Wednesday, September 20 (evening) to Friday, September 22
Rosh Hashanah, which means “head of the year,” is the Jewish New Year. According to tradition, it is the day God created Adam and Eve, and it occurs at the beginning of the Jewish month of Tishrei. The holiday represents the beginning of the Days of Awe, or the 10 Days of Repentance, which end with Yom Kippur. It is taught that Rosh Hashanah has an influence over our whole year, as it is when God decides our fates for the coming year.
A central practice of Rosh Hashanah is the sounding of the shofar, or ram’s horn, which we are required to hear during prayer services. Its blast acts as a call for repentance.
A custom called tashlich, which comes from the word “to cast,” typically is performed on Rosh Hashanah at a body of water. It often involves tossing crumbs into the water, representing our sins from the past year. Prayers and appropriate verses are recited.
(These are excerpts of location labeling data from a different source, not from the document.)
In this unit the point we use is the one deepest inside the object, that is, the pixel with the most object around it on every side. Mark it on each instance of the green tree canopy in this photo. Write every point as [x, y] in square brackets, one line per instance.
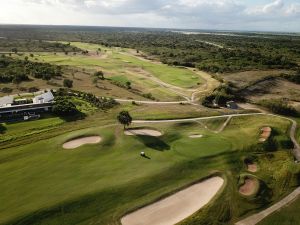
[124, 118]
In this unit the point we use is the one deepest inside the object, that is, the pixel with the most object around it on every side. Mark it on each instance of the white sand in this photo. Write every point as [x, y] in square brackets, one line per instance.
[196, 136]
[81, 141]
[143, 132]
[178, 206]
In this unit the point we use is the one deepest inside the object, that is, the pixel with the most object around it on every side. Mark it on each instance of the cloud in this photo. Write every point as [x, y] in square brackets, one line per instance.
[206, 14]
[273, 7]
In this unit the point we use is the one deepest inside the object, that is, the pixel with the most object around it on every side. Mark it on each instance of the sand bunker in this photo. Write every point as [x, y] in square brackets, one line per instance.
[81, 141]
[265, 134]
[252, 168]
[196, 136]
[143, 132]
[249, 187]
[178, 206]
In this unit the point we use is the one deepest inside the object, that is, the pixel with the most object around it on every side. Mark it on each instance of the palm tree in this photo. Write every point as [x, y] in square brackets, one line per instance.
[125, 118]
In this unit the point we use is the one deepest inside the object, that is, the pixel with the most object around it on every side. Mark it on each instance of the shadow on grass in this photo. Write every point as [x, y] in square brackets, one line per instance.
[75, 117]
[2, 129]
[153, 142]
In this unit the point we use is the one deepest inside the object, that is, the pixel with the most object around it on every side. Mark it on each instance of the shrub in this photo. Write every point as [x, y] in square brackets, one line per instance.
[279, 106]
[64, 107]
[68, 83]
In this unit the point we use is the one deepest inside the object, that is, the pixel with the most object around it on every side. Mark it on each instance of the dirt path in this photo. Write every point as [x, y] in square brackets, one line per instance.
[176, 207]
[256, 218]
[143, 132]
[191, 98]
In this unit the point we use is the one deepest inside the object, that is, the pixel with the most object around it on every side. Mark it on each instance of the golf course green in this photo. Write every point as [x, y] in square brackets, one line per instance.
[100, 183]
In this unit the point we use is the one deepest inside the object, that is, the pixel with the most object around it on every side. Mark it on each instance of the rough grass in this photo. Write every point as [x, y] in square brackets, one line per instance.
[288, 215]
[104, 181]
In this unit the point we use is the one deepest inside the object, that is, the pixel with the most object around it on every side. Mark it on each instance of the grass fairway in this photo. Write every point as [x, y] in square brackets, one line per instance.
[288, 215]
[165, 83]
[97, 184]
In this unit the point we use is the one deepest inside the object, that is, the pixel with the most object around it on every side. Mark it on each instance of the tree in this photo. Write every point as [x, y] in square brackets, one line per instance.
[14, 50]
[125, 118]
[99, 74]
[128, 84]
[68, 83]
[64, 107]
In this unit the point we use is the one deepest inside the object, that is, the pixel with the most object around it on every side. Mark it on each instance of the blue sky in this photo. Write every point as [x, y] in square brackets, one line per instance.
[256, 15]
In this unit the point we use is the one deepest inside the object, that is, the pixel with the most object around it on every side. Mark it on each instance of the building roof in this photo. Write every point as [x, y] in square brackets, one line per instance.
[44, 98]
[5, 101]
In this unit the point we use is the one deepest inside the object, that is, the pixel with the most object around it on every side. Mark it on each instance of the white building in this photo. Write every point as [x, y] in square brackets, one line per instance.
[44, 98]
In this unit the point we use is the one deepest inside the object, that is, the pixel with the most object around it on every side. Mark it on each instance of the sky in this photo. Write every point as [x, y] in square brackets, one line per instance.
[250, 15]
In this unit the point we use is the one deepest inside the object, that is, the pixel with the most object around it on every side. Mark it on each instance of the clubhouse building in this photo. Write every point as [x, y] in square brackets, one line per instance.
[24, 109]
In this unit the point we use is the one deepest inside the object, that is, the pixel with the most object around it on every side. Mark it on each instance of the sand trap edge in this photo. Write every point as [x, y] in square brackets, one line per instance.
[80, 141]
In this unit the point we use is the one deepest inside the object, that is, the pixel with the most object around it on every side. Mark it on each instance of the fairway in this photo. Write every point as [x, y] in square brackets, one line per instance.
[50, 178]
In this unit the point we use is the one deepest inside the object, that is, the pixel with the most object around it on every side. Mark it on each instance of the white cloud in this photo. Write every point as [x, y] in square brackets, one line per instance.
[212, 14]
[274, 6]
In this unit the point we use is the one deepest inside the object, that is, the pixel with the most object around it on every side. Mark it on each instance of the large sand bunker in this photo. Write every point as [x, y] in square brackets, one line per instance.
[251, 166]
[265, 134]
[81, 141]
[196, 136]
[178, 206]
[143, 132]
[249, 187]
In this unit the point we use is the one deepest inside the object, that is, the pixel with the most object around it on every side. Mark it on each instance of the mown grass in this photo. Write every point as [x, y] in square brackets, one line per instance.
[289, 215]
[97, 184]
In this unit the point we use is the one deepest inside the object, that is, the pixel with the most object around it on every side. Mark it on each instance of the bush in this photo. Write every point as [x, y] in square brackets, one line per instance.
[64, 107]
[279, 106]
[68, 83]
[33, 89]
[6, 90]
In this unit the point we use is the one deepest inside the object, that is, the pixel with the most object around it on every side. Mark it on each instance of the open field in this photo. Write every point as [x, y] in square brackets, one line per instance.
[98, 181]
[162, 81]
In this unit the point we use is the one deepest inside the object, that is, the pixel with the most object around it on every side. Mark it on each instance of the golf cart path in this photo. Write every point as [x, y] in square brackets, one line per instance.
[254, 219]
[209, 85]
[175, 208]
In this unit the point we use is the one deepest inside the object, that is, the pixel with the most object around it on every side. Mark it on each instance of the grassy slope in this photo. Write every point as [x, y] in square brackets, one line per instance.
[101, 178]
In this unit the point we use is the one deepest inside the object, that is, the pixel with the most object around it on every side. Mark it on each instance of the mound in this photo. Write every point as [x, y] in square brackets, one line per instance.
[143, 132]
[177, 207]
[265, 134]
[252, 168]
[81, 141]
[249, 187]
[196, 136]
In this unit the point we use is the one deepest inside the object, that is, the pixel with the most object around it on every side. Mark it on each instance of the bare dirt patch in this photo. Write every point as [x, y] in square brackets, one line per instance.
[249, 187]
[143, 132]
[178, 206]
[81, 141]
Special greetings for the holiday include, “L’shanah tovah tikatevu v’tichatemu” (May you be inscribed and sealed [in the Book of Life] for a good year) and “G’mar chatimah tovah” (A good final sealing [in the Book of Life]).
A number of symbolic foods are consumed during the festive holiday meals. The most well known probably are apples and honey, which represent wishes for a sweet new year. Pomegranates are eaten because, according to rabbinic tradition, they have 613 seeds, corresponding to the number of commandments in the Torah. Round challahs symbolize the cyclical nature of the years. Some Ashkenazi Jews place a fish head on the holiday table — replaced by a cow tongue by some Sephardic Jews — in the hope that God will make us “the head, not the tail” in the coming year.